UAE to Commence Single Card for Residents from July Next Year


NEWS FROM THE UAE
SOURCE : THE NATIONAL


Single card for residents next year


UAE - OCT 13: Residency permits, labour cards and the national ID will be merged into one card – and a single application process – from next July.

“There are too many hurdles for people to go through when they come and settle in the country,” Dr Ali al Khouri, the acting director of the Emirates Identity Authority said yesterday. “This new process will consolidate three major steps into one.”

Those steps are overseen by the Ministry of Interior, the Ministry of Labour and the authority.

Each ministry will still be responsible for approving applications in its area, but the application process will be overseen entirely by the authority.

“Each of these require their own application forms,” said Dr al Khouri. “So you have to fill three forms and three different payments. That’s too much.”

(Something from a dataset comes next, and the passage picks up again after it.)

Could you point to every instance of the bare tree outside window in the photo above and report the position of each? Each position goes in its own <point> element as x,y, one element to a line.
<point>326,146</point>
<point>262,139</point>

Currently, those processes require trips to several different offices around the city. Under the new system, however, applicants will go to one of the authority’s offices and fill out a single form.

After medical tests at Sheikh Khalifa Medical Centre, they would return to the original office and be assigned a date to return to pick up their unified card.

“You will be given an appointment for when to come back and pick up your card. Our goal is reduce this time to 15 minutes,” said Dr al Khouri.

 “We will start with newcomers as it is more practical. They will be required to fill one application form and make one payment. So when they go to the preventive medicine [at Sheikh Khalifa Medical Centre] to get tested, they will have their fingerprints taken, iris scan and facial biometrics.”

For those who already hold national ID cards, no additional action will be needed, Dr al Khouri said.

Those cards will be linked to residency and labour permits, although he could not provide a specific date for that integration.

The existing offices for obtaining the national ID card – there are 20 nationwide – will be able to scan all submitted documents and transmit the data to a separate office that will check all the information against a Ministry of Interior database, he said.

Those entering the country will also have their irises scanned at airports and border crossings.

Besides streamlining the process for residents, the new processes will also play an important role for the Government, he said.

Officials also believe that consolidating all the information into a unified database will help in solving and preventing crime, as well as help authorities plan public services.

The database will be accessible to the Ministry of Interior and police, the Ministry of Labour and the Emirates Identity Authority.

“This has more to do with serving the public. A major part of serving the public is also protecting them,” Dr al Khouri said.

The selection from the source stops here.